Котельщики, одинаково свесив с колен руки, еще немного посидели, разглядывая меня, и мне снова показалось, что они, наслаждаясь затишьем в цехе, молча беседуют.

- Ну ничего, - сказал Глухарь.

- Ничего-о-о! - подтвердил Роман.

Они поднялись и ушли в котельный, где начало уже греметь, а я снова принялся за буксу.

Много воды с тех пор сбежало по нашим горам в Золотой Китат. Глухарь давно уже вышел на пенсию, но вечно торчит в депо. В президиуме деповских собраний у него есть постоянное место, и никто туда не садится, если старый котельщик заболеет. Я люблю за ним наблюдать, когда он среди людей. Глухарь часто приходит к своим котельщикам. В обед они садятся на корточки у батарей, отчужденные ото всех своей особо тяжелой работой, свесят с колен руки и молчат. И Глухарь, принявший на себя их общую кличку, с ними, недвижный и большой. Они рассматривают цех, курят, переглядываются и будто бы разговаривают. Глухарь мигает, с усилием поднимая веки, словно они липкие. В ресницы ему навечно забилась сажа, и синева эта к месту, не то что иная фефела сейчас так же намажется краской - тьфу.

А руки у Глухаря все в рубцах, хорошие. Он совсем согнулся, не слышит уже ничего, и ему теперь в разговоре надо писать, однако хорохорится все и такие еще коряги выворачивает - я те дам!

После смены Клава пришла в местком - крохотную, провонявшую табачищем комнатушку. Тяжелый дух перехватил ей дыхание.

Глухарь сутулился за столом, читал газету, шевеля большими серыми бровями. Клава робко присела на лоснящуюся скамью, кашлянула, но старик застыл как каменный. Наконец он увидел ее, торопливо достал блокнот и карандаш.

"Не могу я в этом общежитии", - написала Клава.

Глухарь долго, будто не понимал, разглядывал эту запись, двигал блокнот по столу, молчал.

- Почему? - спросил он наконец деревянным голосом и глянул на нее внимательно. - А, это ты, та самая сверловщица!.. Почему?

"Так". Она подвинула к нему блокнот.

Старик уже многие годы не расстается с блокнотом. Я у него потом их выпрашиваю и берегу. Началось это давно и как-то незаметно. Нашел раз его блокнот, отнес Глухарю, но тот сказал, что он ему не нужен - исписался. Я забрал находку, стал листать странички - они все в мазуте и саже, и разбирать их было любопытно. Через Глухаря ведь немало деповских дел проходит, а меня все деповское интересует. У старика я вообще много доброго взял, и то, что он блокноты эти мне отдает, я тоже считаю за добро. Но вернемся, однако, к тому разговору.
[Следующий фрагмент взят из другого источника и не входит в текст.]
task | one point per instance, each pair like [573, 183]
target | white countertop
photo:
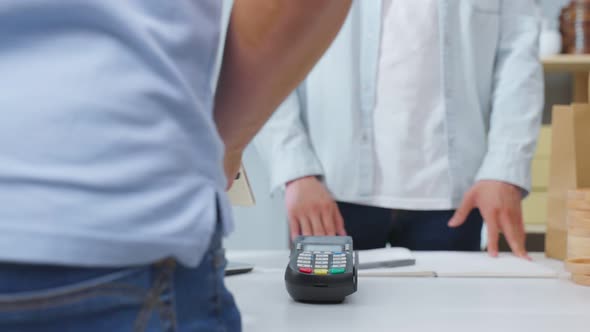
[412, 304]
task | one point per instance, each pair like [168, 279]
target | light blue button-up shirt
[493, 97]
[108, 151]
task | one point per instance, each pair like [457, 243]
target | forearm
[271, 46]
[518, 98]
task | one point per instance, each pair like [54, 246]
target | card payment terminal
[321, 269]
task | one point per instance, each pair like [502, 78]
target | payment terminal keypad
[321, 262]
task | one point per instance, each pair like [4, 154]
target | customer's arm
[285, 147]
[514, 125]
[271, 45]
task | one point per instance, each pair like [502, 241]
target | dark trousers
[373, 227]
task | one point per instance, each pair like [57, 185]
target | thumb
[463, 211]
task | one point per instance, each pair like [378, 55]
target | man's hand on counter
[500, 206]
[311, 209]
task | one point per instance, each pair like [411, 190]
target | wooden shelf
[567, 62]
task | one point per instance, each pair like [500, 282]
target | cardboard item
[569, 169]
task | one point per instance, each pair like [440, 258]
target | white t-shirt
[412, 168]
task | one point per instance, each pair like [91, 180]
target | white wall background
[264, 226]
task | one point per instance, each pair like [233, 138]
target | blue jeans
[163, 297]
[373, 227]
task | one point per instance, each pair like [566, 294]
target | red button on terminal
[305, 269]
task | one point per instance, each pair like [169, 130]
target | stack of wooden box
[578, 236]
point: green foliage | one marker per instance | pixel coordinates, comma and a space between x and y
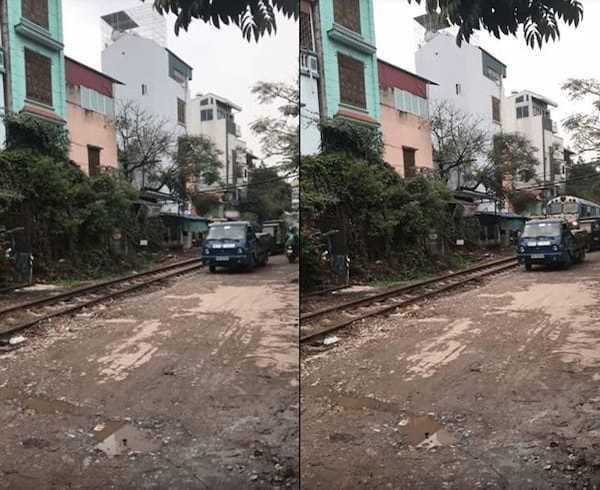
268, 195
204, 202
67, 214
339, 135
255, 18
23, 131
196, 157
522, 201
538, 19
381, 216
583, 180
279, 135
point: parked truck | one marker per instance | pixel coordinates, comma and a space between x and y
551, 242
234, 244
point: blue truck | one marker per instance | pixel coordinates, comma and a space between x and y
551, 242
233, 244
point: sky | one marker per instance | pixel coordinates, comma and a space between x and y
224, 63
543, 71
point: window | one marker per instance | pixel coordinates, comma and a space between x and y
180, 111
408, 155
97, 102
38, 74
496, 109
36, 11
306, 41
347, 14
93, 161
352, 81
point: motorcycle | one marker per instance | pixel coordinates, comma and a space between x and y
291, 254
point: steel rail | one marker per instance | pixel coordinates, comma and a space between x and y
324, 291
85, 289
401, 289
94, 301
406, 302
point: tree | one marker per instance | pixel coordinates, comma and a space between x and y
143, 142
458, 142
255, 18
511, 159
584, 128
268, 195
196, 158
279, 136
538, 19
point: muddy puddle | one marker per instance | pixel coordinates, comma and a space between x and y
41, 405
116, 438
424, 431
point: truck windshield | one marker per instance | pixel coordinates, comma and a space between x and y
226, 232
533, 230
270, 230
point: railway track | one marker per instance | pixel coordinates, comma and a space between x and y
26, 315
324, 321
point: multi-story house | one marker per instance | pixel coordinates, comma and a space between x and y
349, 74
310, 78
91, 118
468, 78
214, 117
33, 58
405, 123
154, 78
528, 113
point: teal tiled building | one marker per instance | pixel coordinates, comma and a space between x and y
349, 60
34, 58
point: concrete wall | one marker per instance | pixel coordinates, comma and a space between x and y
532, 128
330, 64
18, 43
135, 61
89, 128
226, 143
403, 129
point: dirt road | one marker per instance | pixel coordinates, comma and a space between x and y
493, 387
193, 385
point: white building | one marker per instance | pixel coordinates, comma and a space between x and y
154, 77
214, 117
310, 139
528, 114
468, 77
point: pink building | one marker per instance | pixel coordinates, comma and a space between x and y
91, 118
405, 120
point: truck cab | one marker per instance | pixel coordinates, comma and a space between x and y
550, 242
233, 244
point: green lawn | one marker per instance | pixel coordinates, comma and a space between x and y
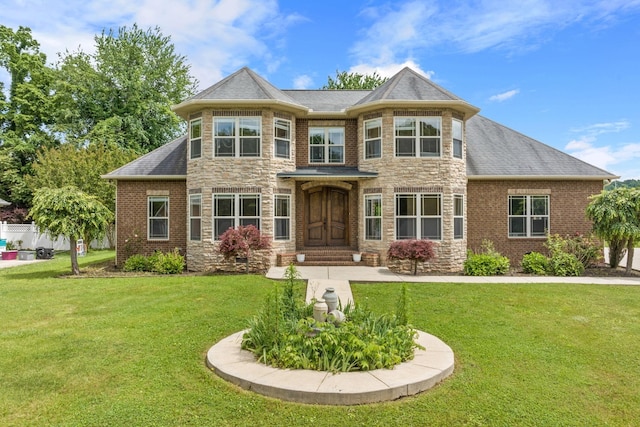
130, 351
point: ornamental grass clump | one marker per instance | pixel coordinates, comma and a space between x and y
285, 335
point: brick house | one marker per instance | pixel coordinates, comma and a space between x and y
331, 173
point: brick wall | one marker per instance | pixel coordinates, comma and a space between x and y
131, 216
487, 212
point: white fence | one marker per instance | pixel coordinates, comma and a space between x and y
31, 237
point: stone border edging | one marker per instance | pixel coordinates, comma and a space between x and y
425, 370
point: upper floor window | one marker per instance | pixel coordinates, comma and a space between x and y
195, 139
458, 216
456, 129
528, 216
158, 218
417, 136
373, 139
232, 210
419, 216
237, 136
282, 138
326, 145
282, 217
195, 217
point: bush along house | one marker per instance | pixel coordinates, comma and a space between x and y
330, 173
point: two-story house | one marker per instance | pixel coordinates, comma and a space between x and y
327, 172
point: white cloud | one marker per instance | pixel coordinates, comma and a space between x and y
302, 82
505, 95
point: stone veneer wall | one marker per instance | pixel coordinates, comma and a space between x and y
488, 210
133, 220
445, 175
208, 175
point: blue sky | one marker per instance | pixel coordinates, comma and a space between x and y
565, 72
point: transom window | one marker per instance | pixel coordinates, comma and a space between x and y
457, 138
528, 216
282, 138
232, 210
419, 216
373, 139
237, 136
195, 217
417, 136
458, 216
373, 217
326, 145
158, 216
282, 217
195, 139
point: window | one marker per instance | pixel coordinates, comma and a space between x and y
237, 136
528, 216
282, 217
419, 216
195, 139
457, 138
282, 138
158, 214
373, 139
195, 217
458, 217
373, 217
232, 210
417, 136
326, 145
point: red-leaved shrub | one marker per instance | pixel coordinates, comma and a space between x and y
415, 250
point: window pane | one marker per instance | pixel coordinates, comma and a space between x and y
405, 205
405, 147
517, 205
517, 227
282, 148
429, 147
430, 205
225, 147
431, 228
224, 127
405, 228
250, 147
195, 229
430, 126
372, 149
249, 127
316, 154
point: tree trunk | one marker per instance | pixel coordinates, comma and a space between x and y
73, 242
630, 247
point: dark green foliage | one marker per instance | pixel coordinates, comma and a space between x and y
488, 262
535, 263
285, 335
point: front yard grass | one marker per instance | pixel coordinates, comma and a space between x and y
130, 351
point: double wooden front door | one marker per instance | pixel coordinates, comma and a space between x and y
326, 217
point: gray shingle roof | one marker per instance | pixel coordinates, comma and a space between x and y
494, 150
167, 161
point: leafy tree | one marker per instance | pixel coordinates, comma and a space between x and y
616, 220
354, 80
25, 113
70, 213
81, 167
123, 93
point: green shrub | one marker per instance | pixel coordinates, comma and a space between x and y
488, 262
285, 335
565, 264
168, 263
535, 263
137, 263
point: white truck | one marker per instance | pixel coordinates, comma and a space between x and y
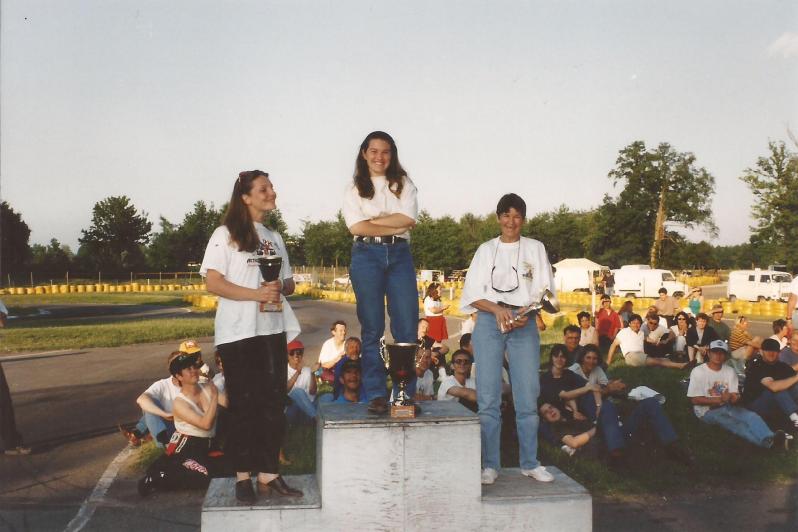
758, 285
639, 280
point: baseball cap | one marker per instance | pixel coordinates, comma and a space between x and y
718, 345
771, 345
190, 347
294, 345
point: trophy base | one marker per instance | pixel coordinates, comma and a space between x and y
403, 411
271, 307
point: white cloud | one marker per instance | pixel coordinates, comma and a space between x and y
786, 45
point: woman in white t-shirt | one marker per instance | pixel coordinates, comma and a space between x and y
433, 311
251, 342
380, 208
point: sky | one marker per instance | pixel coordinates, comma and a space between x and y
166, 102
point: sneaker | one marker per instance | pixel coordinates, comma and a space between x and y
17, 451
489, 475
539, 473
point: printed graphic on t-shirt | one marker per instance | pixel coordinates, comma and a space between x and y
717, 389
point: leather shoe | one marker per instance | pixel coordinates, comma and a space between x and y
378, 405
244, 491
278, 487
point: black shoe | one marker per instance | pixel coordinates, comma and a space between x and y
245, 492
279, 487
146, 485
378, 405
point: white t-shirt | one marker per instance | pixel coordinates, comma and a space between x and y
330, 352
164, 392
630, 341
451, 382
303, 381
597, 376
430, 305
782, 341
383, 203
527, 256
705, 382
236, 320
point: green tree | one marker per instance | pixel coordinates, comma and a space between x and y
117, 235
659, 187
54, 259
14, 237
327, 243
774, 182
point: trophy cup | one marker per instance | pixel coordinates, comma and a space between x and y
270, 266
401, 363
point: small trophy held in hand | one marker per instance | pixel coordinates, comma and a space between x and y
270, 266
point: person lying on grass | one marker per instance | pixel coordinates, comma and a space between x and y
631, 340
581, 435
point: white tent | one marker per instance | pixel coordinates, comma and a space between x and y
575, 274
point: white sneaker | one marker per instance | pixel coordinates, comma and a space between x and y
539, 473
489, 475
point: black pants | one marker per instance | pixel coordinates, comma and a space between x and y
8, 426
255, 374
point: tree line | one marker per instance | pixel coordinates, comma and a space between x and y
660, 191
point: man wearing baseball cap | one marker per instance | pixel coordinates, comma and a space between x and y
770, 385
724, 333
714, 393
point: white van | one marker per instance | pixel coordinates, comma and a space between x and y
639, 280
758, 285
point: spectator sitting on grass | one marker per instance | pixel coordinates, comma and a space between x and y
699, 338
789, 355
770, 386
631, 340
156, 405
578, 435
742, 345
301, 386
571, 335
722, 330
588, 333
351, 389
713, 392
657, 341
588, 366
460, 386
352, 348
185, 464
332, 350
780, 331
437, 349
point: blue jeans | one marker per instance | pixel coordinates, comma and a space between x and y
770, 403
155, 425
302, 407
648, 412
741, 422
523, 352
377, 271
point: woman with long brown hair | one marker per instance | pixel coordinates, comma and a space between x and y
380, 208
251, 343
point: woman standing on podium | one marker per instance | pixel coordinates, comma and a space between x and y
506, 274
252, 343
380, 208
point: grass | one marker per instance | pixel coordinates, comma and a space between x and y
15, 302
62, 334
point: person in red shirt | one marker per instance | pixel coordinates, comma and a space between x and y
608, 323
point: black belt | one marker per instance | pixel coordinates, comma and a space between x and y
380, 239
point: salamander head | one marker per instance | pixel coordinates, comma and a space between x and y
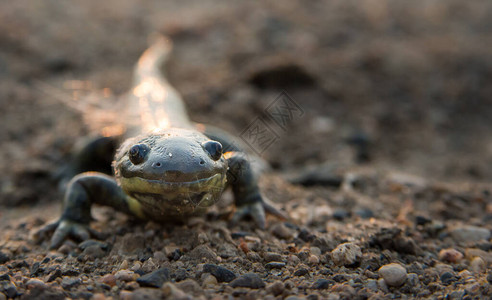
174, 169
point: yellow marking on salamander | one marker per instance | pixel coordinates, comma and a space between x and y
135, 207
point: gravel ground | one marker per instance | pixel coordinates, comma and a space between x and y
385, 175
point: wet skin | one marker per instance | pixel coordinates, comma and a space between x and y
167, 168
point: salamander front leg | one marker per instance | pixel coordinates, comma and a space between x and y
249, 201
84, 190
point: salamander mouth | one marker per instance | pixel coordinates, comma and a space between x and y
158, 186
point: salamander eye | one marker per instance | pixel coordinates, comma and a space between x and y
214, 149
137, 153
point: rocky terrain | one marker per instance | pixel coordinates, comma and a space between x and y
383, 167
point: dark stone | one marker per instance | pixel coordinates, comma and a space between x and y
222, 274
8, 288
20, 264
35, 268
361, 142
45, 260
275, 265
306, 235
421, 220
175, 255
340, 214
322, 284
155, 278
301, 272
70, 282
58, 64
340, 278
323, 175
239, 234
140, 272
393, 239
57, 273
249, 280
312, 297
287, 75
5, 277
70, 272
364, 213
4, 258
447, 278
180, 275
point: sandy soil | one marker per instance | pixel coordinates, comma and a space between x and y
393, 110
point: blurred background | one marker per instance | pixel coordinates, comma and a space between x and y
391, 85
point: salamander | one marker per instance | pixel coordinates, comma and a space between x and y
167, 168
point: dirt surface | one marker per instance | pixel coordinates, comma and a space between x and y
383, 163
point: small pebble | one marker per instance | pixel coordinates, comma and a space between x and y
293, 260
470, 234
393, 274
109, 279
173, 292
282, 232
125, 275
136, 266
249, 280
155, 279
276, 288
124, 265
209, 280
413, 279
272, 256
372, 285
450, 255
34, 283
275, 265
313, 259
382, 285
159, 256
70, 282
321, 284
315, 250
346, 254
447, 278
364, 213
478, 265
222, 274
341, 214
301, 272
148, 265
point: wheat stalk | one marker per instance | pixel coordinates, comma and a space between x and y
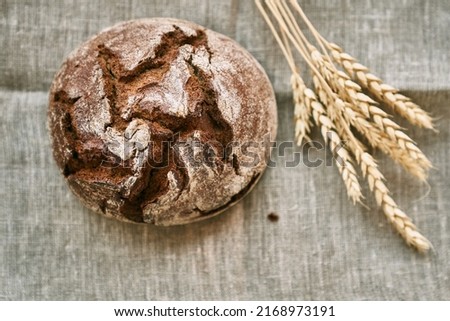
341, 107
343, 159
386, 93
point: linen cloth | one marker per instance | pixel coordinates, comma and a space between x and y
322, 247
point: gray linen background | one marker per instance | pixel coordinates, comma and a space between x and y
52, 248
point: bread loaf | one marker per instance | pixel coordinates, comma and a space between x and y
161, 121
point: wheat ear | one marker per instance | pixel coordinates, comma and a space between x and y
302, 111
343, 159
385, 93
400, 221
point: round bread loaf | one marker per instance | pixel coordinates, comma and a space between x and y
161, 121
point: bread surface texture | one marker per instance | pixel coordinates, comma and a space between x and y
161, 121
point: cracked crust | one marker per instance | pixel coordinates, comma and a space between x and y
157, 120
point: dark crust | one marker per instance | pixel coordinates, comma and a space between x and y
89, 159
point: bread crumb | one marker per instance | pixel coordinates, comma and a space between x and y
273, 217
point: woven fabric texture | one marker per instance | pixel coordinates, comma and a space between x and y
322, 247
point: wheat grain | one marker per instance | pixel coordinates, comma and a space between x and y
302, 113
385, 93
409, 160
343, 159
340, 109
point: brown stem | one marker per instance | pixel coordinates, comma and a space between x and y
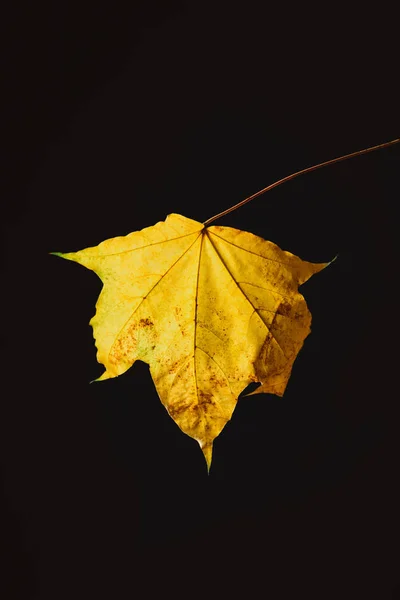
293, 175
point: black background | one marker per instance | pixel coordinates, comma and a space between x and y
114, 118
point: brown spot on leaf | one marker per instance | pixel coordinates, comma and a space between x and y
284, 309
146, 322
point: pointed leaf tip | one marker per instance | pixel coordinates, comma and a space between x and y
207, 451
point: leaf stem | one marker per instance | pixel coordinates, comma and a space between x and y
293, 175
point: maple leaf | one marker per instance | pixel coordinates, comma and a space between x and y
210, 309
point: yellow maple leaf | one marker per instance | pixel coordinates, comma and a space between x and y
210, 309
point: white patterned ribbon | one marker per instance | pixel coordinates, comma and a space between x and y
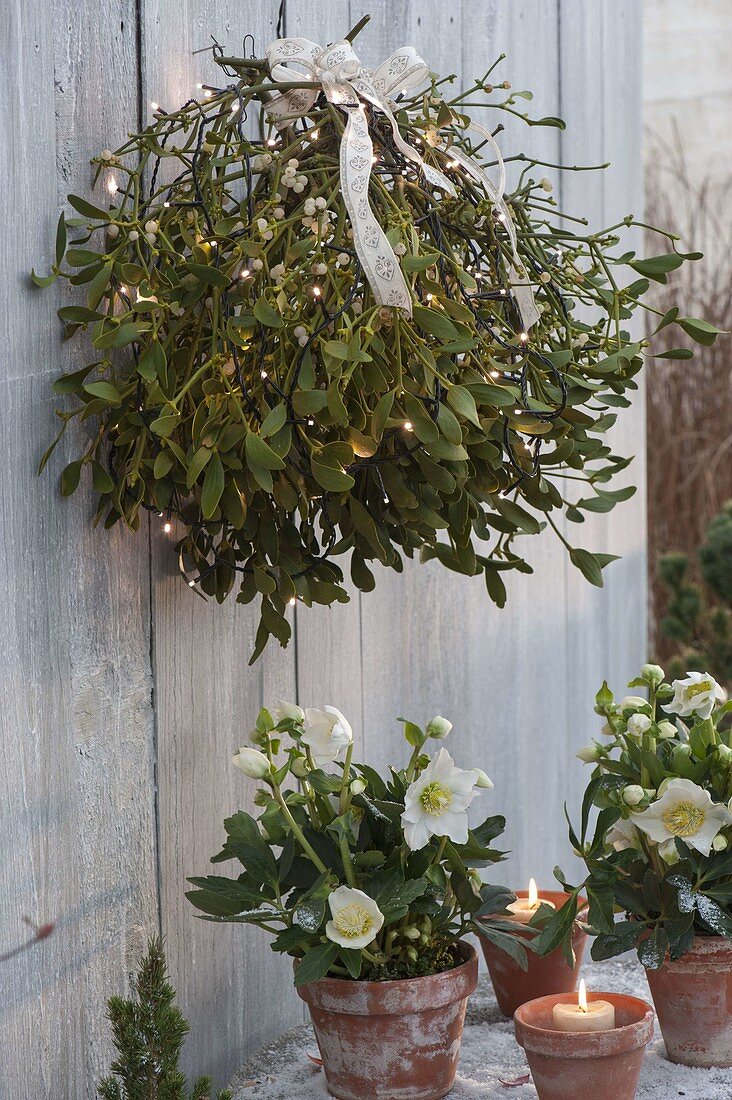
346, 83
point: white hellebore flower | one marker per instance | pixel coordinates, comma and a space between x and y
252, 762
634, 701
687, 811
637, 724
623, 835
291, 711
437, 801
327, 733
356, 917
666, 730
633, 794
697, 694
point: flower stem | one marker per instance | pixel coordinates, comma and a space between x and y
304, 843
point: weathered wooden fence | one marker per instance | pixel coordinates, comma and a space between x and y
123, 694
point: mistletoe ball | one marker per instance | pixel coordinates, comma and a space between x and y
340, 336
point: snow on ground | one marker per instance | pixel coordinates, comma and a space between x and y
490, 1055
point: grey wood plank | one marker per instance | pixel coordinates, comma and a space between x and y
626, 580
582, 194
77, 782
233, 989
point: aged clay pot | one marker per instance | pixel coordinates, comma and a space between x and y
550, 974
392, 1040
694, 1002
602, 1065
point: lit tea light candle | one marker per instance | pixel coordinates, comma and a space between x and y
592, 1015
523, 909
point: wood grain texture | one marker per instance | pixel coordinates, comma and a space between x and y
77, 822
104, 812
233, 990
623, 195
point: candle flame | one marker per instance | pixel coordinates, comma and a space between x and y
581, 997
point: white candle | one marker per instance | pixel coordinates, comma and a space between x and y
586, 1015
523, 909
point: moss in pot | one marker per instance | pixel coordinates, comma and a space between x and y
659, 856
370, 884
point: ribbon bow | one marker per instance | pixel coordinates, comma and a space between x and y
346, 83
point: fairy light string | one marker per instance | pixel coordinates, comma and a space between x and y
233, 194
395, 166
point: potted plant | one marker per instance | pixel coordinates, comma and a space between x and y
661, 854
370, 883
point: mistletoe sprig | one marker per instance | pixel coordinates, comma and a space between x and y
246, 386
- Почему? - снова спросил Глухарь Клаву. Он не слышал своего голоса, а то, наверно, не говорил бы так сурово и невыразительно. - А?

"Не сплю, - написала она. - Поездов боюсь".

Глухарь прочел, замолчал, вглядываясь в окно. Там прошел паровоз видны были труба, свисток и крыша будки. Из свистка вырывался невидимый пар, вверху он нарождался белой купой. Старик подождал, пока паровоз пройдет, спросил:

- Твой обормот-то где?

Клава отдернула руку от карандаша, будто он был горячим, закусила губу.

- Та-а-а-к, - протянул Глухарь замогильным голосом. - А ты...

Она теребила пальцами грязную паклю, пыталась вытереть мазутное пятно на ладони, не вытерла и уже держалась из последних сил, чтобы не разрыдаться и не броситься куда-нибудь.